Alors que la réponse à la plainte a amené l'accusé Fitim Shishan et le défenseur de l'accusé Valbona Osmani, l'avocat Vertopi contre la plainte de l'accusation avec la proposition de refuser la plainte de l'accusation comme non baignée et de prouver la peine sur le sujet d'une sentence, tandis que pour le point deux de refuser la plainte de l'accusation et d'accepter les plaintes de la défense de l'Osmani.
Dans ces circonstances, la prochaine session était prévue le 25 mai 2023.
Sinon, la Cour constitutionnelle de Pristina, le 4 novembre 2019, avait acquitté les accusés d'avoir commis des actes criminels pesants.
Toutefois, après la plainte de l'accusation, la Cour d'appel, le 27 avril 2020, a annulé la Cour constitutionnelle et le sujet s'est transformé en un nouveau procès et un nouveau procès.
Selon l'acte d'accusation modifié en juin 2019, Fitim Shishan, Jetullah Aliu et Valbona Osmani sont inculpés, le 19 juillet 2013, de 14h00 au 20 juillet 2013, à 02h50, d'abord à Feriz puis à Pristina, de la qualité des personnes officielles près de l'Inspection de police du Kosovo, volontairement, en accord et en consultation entre elles, en abusant de leurs fonctions et en violation des autorisations officielles, ont été privés de la liberté de Q.V., les enquêteurs de police et l'IPK ont simultanément refusé le même droit de contact avec la famille par téléphone.

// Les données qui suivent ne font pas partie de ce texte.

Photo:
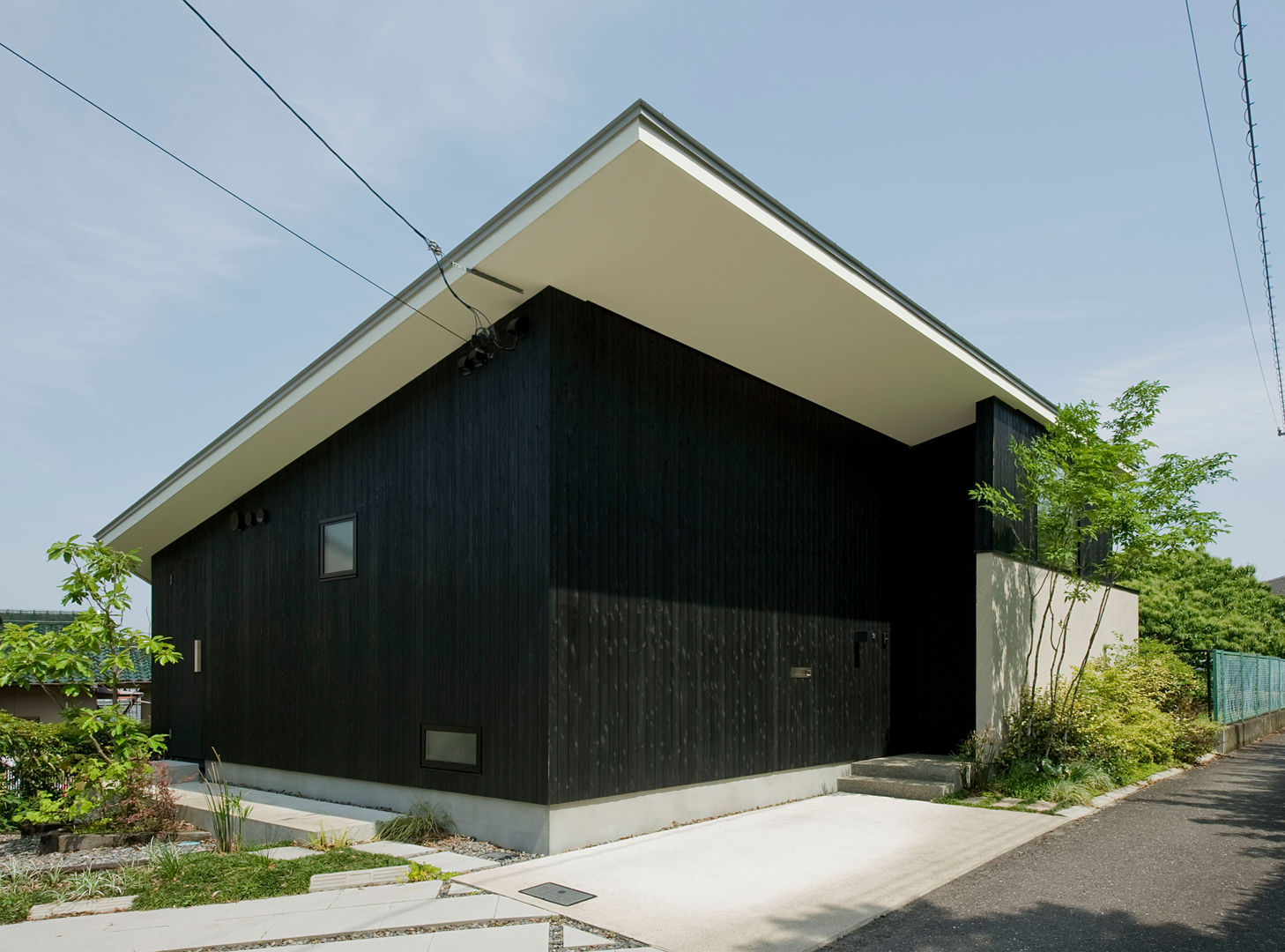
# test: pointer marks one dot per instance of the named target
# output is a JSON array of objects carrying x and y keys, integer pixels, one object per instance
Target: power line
[
  {"x": 1259, "y": 205},
  {"x": 227, "y": 190},
  {"x": 479, "y": 319},
  {"x": 1231, "y": 235}
]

Le jour critique de 14 h 00, l'accusé Ali, ainsi que l'accusé Osmani, se seraient rendus dans un motel où ils ont rencontré la victime de Q.V., où l'accusé Ali, sans ordre préalable, a saisi l'arme officielle blessée, l'insigne et le téléphone mobile.
L'accusation aurait amené les blessés à un entretien en tant que suspect au poste de police de Ferizaj, en surveillant la même chose après aucune liberté de circulation.
Par c'errast, le blessé Q.V. a été interrogé comme suspecté par un enquêteur de police, entre 1600 et 500, malgré l'autorisation du procureur de Ferizaj de libérer les blessés.
Toujours conformément à l'acte d'accusation d'Osmani, en consultation avec les accusés Aliu et Shishan ainsi qu'avec le témoin Burim Raqi, ont accompagné les blessés dans les bureaux de l'IPK à Hyvali, où l'accusé Shishan, où la Q.V, sans son consentement, a été détenu dans une salle de l'IPK, étant sous la supervision constante des accusés Aliu et Osmani.
D'autre part, il est dit qu'il n'a pas été autorisé à quitter la pièce endommagée Q.V. et le bâtiment IPK jusqu'à 23h50, après l'interdiction de huit heures, les enquêteurs de DHTQNJ Pristina, qui ont été consultés et à plusieurs reprises avec les accusés Aliu et Osmani.
À cet égard, les blessés auraient de nouveau été interrogés par le fidèle enquêteur de police de Haziray dans les bureaux de ce directeur et, en consultation avec l ' accusé Osman, ont été libérés.
Pour ces actes, les trois accusés sont accusés d'avoir commis des actes criminels de coordination “contre le but illégal de la liberté”, à partir de l'article 196, paragraphe 3, concernant le paragraphe 1 et l'article 31 du Code pénal.